Washing your car plays an important role in car maintenance. Regularly cleaning your car helps preserve that fresh-off-the-lot look and can also be a therapeutic process for those who wash their cars by hand, which we strongly recommend.
Although car wash machines are convenient, harsh bristles and debris can cause paint damage, plus the cost adds up quickly. Who wants to wait in a long line on a sunny day anyway?
Keeping up with these proven car washing practices will protect your car and help it maintain its value over time. Let’s get cleaning!
Best tools for washing your car at home:
Convenient Outdoor Water Access + Spray Nozzle
You’ll need to rinse your car at the beginning of the washing process and after soaping it down. Make sure that the water pressure is high enough to remove any loose debris on the car’s paint.
Car Wash Cleaner
We recommend using soap that’s specifically made for washing cars. Other types of soap such as dish detergent can damage the car’s paint. There are several types of car soaps available. You can choose a soap that’s tailored to your car’s coat, or get a general car soap that works with all types of paint.
Car Wheel Soap
Wheels tend to accumulate the most dirt and grime. There are soaps specifically formulated for this cleaning task. Make sure to choose a wheel soap that is compatible with the wheel’s finish (clear coat, chrome, etc).
Car Wash Buckets
We recommend using two buckets that can hold a few gallons of water. Use one bucket for your soap mixture and the other to clean the sponge/mitt as you’re washing the car.
Car Wash Cleaning Mitt
Car wash mitts are better at cleaning and keeping the paint safe from debris compared to typical wash clothes and sponges. Lambswool washing mitts do an excellent job of picking up dirt and grime on the car without scratching the paint.
Microfiber Cleaning Cloth
Microfiber cloths are quite versatile and perfect for car washes. Many microfiber cloths are manufactured specifically with car paint in mind to maximize cleaning and minimize paint damage.

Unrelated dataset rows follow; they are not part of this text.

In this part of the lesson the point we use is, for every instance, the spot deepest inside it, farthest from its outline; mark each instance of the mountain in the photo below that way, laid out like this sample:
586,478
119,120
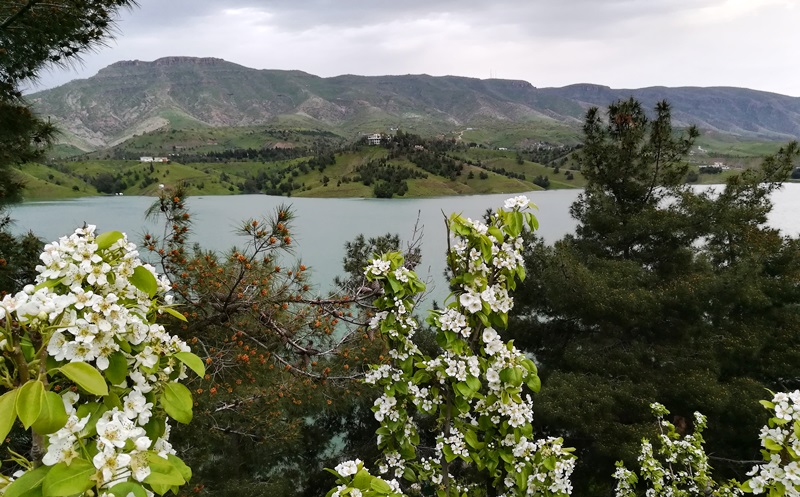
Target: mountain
737,111
132,97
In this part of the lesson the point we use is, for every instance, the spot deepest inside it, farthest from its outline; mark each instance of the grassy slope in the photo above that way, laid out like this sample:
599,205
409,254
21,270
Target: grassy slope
68,180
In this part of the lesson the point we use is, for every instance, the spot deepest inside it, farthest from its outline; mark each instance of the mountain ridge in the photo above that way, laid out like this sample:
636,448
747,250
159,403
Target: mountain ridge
132,97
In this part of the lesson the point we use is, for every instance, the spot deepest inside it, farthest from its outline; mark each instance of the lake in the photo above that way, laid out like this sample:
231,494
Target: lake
322,226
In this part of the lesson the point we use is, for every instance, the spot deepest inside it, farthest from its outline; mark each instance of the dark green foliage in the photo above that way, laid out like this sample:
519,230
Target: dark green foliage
663,294
542,181
34,33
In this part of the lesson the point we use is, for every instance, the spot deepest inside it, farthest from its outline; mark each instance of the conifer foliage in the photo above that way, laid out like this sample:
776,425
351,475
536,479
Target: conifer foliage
665,293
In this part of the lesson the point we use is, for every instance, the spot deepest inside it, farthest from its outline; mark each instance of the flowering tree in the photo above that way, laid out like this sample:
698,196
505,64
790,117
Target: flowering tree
779,475
282,363
86,368
680,467
475,392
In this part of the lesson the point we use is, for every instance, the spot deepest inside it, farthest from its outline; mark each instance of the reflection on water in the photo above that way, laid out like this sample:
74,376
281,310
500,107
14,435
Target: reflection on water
322,226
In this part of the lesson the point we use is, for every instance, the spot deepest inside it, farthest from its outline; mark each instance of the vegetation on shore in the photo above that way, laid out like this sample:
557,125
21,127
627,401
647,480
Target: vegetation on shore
318,163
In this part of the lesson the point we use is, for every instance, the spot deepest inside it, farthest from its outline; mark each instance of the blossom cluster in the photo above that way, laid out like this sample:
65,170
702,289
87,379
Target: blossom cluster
679,467
475,385
781,448
95,303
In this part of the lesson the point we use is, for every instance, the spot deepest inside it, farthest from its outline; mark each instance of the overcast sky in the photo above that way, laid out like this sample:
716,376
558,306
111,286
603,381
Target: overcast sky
619,43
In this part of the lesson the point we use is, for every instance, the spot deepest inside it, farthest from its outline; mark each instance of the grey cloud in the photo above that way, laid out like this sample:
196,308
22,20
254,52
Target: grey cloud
533,18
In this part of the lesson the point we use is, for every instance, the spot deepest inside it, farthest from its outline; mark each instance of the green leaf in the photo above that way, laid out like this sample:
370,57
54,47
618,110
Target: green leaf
362,479
107,239
512,376
144,280
112,400
472,439
192,362
29,402
172,312
177,401
8,413
53,416
87,377
380,486
534,383
27,482
128,487
117,370
63,480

Waffle Weave Microfiber Cloth
You will need a separate set of microfiber cloths specifically for your car windows and mirrors. We do not recommend using the same cloth you used for the car’s body because any dirt or grime you picked up with that cloth may end up scratching the window glass. The waffle texture has tight, microfiber knitting and cleans glass well, limiting smears and scratches.
Synthetic Wheel Brush
You don’t want to use an abrasive brush to clean your wheels since there’s a chance you could damage the wheel’s coat. A synthetic wool brush with a plastic handle is a great option for cleaning in and around the wheels.

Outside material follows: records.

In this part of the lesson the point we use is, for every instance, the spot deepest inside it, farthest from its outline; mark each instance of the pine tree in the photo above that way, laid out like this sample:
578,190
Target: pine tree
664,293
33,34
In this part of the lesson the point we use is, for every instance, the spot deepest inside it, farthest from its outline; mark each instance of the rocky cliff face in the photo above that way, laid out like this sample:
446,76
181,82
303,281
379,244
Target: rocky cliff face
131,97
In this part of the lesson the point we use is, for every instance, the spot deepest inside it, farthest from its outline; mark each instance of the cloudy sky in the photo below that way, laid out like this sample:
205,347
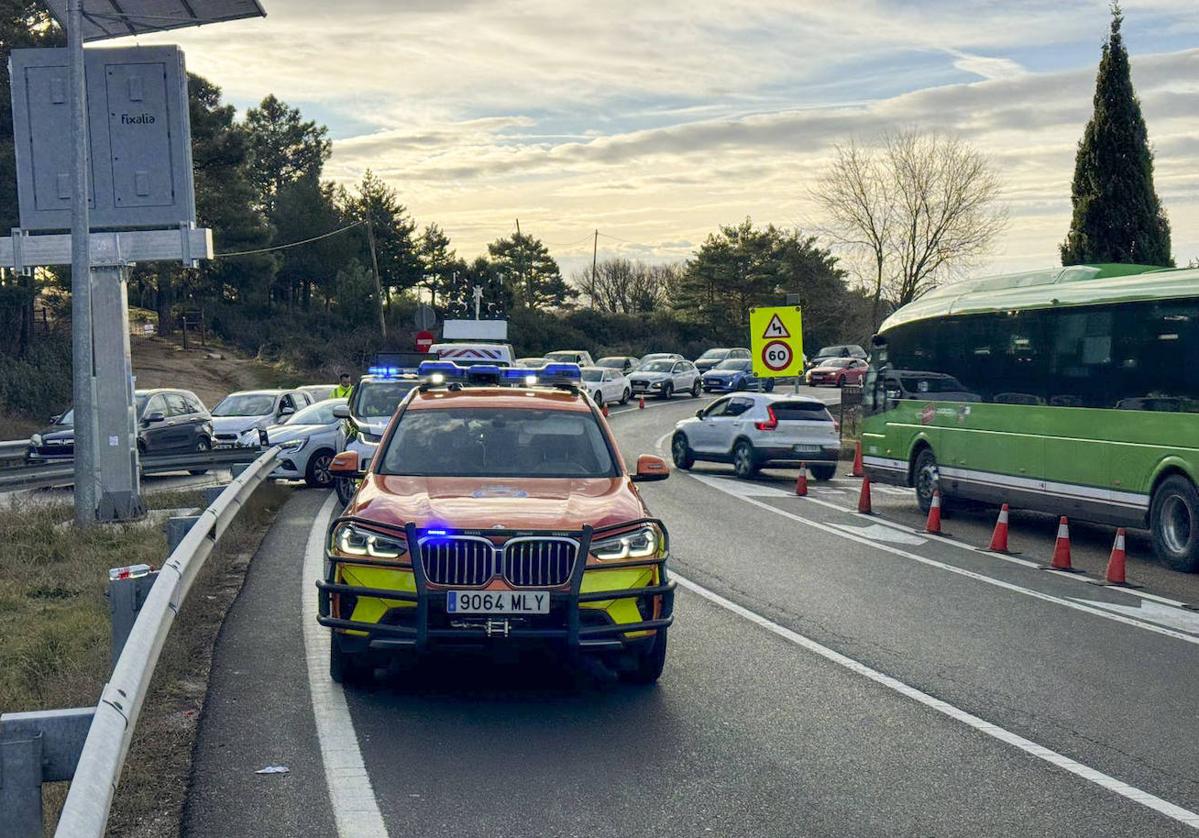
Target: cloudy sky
654,121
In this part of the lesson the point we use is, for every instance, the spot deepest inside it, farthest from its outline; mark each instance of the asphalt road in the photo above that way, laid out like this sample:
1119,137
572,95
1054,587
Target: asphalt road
827,675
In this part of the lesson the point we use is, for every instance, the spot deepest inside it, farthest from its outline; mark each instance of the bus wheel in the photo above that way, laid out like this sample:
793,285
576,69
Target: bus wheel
1174,522
923,477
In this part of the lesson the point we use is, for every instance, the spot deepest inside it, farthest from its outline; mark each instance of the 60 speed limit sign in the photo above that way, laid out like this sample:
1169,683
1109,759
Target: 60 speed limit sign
776,337
777,356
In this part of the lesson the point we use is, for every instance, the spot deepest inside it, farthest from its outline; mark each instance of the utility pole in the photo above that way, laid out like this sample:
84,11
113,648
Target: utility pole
82,360
374,265
595,254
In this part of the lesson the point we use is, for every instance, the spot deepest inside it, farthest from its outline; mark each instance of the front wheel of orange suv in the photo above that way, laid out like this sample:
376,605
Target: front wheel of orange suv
347,668
649,662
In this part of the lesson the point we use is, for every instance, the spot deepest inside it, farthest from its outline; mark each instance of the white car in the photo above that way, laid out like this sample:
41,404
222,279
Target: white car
241,415
578,356
369,409
757,429
663,379
607,386
309,439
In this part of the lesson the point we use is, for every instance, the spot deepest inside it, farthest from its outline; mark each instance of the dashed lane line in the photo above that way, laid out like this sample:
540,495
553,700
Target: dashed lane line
1040,752
350,794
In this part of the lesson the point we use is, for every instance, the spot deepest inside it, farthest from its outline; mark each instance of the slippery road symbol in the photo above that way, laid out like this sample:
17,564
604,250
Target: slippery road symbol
775,329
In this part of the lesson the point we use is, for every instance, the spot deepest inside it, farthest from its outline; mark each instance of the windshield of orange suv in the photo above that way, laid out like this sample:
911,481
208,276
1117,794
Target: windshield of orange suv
498,442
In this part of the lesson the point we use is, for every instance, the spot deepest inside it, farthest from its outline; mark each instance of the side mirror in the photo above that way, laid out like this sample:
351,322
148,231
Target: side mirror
650,469
345,464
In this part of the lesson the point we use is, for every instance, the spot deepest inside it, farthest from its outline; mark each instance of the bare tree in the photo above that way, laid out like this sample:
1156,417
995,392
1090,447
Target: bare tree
855,194
917,209
625,287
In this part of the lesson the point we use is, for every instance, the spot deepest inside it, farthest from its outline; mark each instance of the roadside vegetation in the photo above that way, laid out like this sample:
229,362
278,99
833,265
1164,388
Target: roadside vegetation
55,622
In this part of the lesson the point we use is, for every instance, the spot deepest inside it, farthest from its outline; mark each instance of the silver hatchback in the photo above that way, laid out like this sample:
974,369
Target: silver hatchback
752,430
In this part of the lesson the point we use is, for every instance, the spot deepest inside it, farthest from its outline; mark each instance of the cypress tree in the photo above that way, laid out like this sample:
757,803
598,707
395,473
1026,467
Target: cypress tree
1118,216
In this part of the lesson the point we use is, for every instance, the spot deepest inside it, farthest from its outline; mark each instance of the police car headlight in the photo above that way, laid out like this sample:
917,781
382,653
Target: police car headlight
350,540
642,543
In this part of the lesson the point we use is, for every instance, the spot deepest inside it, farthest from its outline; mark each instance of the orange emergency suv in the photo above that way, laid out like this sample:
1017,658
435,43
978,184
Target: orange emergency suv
495,516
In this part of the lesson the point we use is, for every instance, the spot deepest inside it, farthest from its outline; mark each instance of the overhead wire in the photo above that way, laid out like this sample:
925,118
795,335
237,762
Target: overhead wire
289,245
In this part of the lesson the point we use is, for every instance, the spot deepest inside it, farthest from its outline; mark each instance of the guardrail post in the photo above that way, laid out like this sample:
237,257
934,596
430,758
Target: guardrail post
37,747
126,591
20,784
175,529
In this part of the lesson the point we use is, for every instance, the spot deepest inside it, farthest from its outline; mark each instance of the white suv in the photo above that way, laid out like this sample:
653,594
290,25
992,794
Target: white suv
664,379
755,429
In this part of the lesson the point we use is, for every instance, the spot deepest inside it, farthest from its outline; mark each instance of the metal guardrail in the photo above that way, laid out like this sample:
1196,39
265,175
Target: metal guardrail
95,776
42,475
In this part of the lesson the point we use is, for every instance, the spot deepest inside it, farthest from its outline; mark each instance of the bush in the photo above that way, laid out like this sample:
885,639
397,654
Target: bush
38,383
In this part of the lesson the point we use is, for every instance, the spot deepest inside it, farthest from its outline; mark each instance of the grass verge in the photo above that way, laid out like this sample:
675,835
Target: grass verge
55,624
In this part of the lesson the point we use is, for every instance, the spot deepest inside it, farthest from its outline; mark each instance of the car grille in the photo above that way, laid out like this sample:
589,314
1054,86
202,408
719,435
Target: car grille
538,561
474,561
458,560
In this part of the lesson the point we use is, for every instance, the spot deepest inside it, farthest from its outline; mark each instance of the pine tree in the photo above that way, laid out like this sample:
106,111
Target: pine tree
1118,216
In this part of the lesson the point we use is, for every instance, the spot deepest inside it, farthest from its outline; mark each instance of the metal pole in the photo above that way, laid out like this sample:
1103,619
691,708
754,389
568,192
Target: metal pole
83,387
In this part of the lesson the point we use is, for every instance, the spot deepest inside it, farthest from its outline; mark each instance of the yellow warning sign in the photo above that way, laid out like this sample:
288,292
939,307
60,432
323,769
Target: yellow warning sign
776,341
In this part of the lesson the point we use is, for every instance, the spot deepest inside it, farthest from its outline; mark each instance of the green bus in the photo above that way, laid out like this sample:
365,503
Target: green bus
1072,391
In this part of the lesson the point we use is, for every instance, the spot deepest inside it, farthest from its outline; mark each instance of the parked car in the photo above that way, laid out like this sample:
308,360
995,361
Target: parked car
845,350
752,430
607,386
714,356
666,378
311,439
318,392
660,356
837,372
241,415
734,374
169,422
571,356
625,363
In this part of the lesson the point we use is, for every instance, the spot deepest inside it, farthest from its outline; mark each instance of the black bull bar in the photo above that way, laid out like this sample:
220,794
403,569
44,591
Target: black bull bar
420,635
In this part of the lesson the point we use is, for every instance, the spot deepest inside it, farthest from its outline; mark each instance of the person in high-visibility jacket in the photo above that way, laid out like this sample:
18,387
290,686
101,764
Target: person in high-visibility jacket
343,389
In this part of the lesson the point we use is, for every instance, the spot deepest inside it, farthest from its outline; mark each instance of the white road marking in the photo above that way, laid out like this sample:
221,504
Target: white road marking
1174,618
1040,752
960,571
742,488
350,794
884,534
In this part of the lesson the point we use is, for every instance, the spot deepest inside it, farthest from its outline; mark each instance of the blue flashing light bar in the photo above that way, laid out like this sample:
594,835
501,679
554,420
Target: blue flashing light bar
390,372
550,375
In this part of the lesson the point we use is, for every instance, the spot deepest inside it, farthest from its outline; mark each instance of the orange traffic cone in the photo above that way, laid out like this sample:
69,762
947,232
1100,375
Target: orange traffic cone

Using wax on your car after a thorough wash will help your car maintain that sparkle longer while adding a protective layer. Make sure to follow the instructions that come with your choice of car wax.

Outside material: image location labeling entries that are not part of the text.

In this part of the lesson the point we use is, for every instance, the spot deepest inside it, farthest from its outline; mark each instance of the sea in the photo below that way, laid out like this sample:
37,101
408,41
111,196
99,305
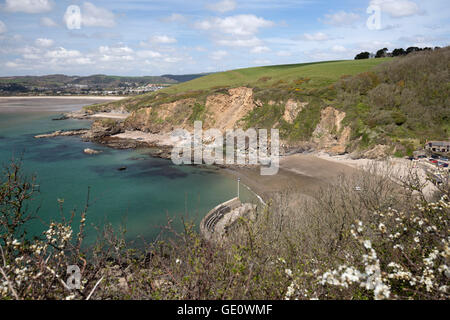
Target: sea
139,201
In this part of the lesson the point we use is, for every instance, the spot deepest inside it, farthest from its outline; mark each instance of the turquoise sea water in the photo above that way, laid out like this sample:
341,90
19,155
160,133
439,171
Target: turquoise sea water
143,196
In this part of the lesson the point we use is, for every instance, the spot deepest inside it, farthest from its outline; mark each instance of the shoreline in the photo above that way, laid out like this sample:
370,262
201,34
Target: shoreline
64,97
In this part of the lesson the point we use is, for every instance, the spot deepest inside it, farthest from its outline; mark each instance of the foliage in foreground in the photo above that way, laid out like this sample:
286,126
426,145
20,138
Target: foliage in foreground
377,241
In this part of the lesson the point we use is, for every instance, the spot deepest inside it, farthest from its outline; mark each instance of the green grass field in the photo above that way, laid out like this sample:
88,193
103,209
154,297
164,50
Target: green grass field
320,73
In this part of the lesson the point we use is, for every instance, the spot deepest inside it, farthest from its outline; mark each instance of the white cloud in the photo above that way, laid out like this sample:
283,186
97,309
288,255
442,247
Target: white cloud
222,6
338,49
162,39
341,18
93,16
318,36
62,53
397,8
219,55
47,22
260,49
246,42
2,27
172,60
174,17
239,25
43,42
148,54
11,64
28,6
118,53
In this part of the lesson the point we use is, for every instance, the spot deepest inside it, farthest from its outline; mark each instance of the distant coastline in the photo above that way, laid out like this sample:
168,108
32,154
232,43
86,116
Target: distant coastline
65,97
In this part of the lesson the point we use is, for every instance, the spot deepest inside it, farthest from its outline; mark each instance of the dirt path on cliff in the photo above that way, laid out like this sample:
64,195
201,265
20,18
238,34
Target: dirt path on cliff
302,173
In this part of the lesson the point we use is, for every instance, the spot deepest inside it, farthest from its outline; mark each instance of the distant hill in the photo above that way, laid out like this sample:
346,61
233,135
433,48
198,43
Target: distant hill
369,107
99,81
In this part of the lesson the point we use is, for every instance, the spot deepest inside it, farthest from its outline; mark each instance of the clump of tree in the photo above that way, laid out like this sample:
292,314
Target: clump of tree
400,103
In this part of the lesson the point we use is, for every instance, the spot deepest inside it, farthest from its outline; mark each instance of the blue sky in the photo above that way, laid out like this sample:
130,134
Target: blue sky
154,37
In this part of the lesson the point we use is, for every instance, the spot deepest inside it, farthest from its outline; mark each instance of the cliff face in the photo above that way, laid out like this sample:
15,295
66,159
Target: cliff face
225,111
330,135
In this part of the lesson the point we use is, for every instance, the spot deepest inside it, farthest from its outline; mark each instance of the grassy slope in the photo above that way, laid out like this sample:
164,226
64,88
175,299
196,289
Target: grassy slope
385,104
320,73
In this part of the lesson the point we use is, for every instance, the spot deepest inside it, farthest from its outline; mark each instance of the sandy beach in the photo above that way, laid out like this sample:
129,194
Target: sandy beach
306,173
300,172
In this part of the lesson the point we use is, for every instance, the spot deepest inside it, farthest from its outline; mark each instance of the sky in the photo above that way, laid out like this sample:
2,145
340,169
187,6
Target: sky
155,37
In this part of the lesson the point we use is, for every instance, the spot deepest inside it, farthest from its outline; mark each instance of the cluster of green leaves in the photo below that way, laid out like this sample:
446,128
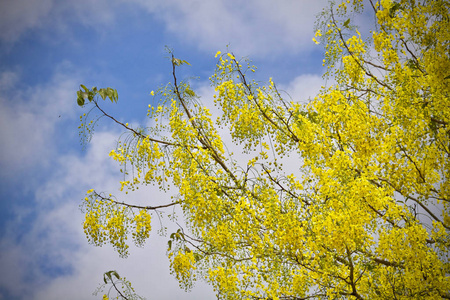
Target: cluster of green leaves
118,288
347,196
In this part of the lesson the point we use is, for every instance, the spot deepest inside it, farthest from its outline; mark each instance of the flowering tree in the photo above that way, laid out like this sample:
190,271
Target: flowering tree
363,208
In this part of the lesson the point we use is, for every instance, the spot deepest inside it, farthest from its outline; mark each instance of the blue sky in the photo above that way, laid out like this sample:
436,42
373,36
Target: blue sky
48,48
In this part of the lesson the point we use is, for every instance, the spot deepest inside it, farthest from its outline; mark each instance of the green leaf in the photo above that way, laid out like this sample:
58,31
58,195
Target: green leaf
103,93
346,23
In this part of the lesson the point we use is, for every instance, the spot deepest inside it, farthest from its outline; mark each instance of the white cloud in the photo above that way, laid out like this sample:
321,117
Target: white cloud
256,27
20,16
303,88
28,117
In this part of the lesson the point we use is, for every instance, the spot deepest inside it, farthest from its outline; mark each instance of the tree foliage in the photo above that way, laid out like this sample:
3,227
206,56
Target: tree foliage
347,196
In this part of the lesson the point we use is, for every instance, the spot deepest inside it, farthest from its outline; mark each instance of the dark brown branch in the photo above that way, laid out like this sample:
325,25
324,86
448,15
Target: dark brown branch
136,206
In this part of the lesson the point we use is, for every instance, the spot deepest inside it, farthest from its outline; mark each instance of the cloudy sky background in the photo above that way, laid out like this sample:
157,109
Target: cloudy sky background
48,48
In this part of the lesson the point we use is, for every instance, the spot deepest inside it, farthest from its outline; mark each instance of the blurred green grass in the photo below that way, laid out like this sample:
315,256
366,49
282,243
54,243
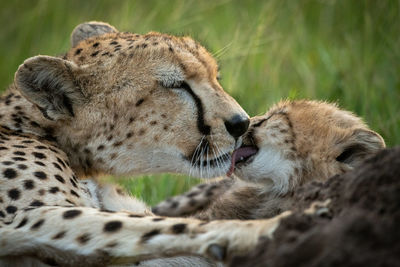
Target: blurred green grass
343,51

Sky's the Limit Car Care is another site with car washing and waxing gear. We love options!
7 best car washing practices:
1. Avoid washing your car if it’s too hot out. Excessive sun and heat can dry the soap and water in the middle of the car washing process, which can be a pain. We recommend finding a shaded area or washing the car in the early morning or evening.
2. Cleaning the wheels first is a great practice when it comes to washing cars. The wheels are generally the dirtiest part of the car and you don’t want to risk splashing the dirty soap back onto the clean paint. Plus, the wheels will get wet again when cleaning the body.
3. As stated earlier, rinsing the car’s body off with water is a must before you begin soaping up the car. Removing dirt and debris will help mitigate the chance of scratching the paint during the cleaning process.
4. Prepare two buckets of water—one for the soapy car wash solution and the other to clean off the mitt. Make sure that the soapy solution is well-lathered to provide adequate lubrication for the surface. It’s also important to wash the dirt and debris out of the mitt after cleaning each area. You don’t want to transfer dirty water and debris to another area of the car. If you’re seeing swirl marks on the car paint, then the mitt might be too dirty!
5. Wash the body of the car from top to bottom. Start with the roof of the car, then move on to the windows. Don't forget to use a window-specific cloth! Next, tackle the hood, trunk, and sides.
6. Rinse and dry. Make sure to rinse off all the soap then use a soft, clean cloth to dry off excess water to prevent water stains from forming on the paint of the car. You just worked hard cleaning it after all.
7. Maintenance and upkeep. Just like how the internals of your car require maintenance, the externals also require consistent attention. It's a good habit to wash your car every few weeks (or as much as needed). Waxing your car is also a great practice to help protect the paint and boost that shine.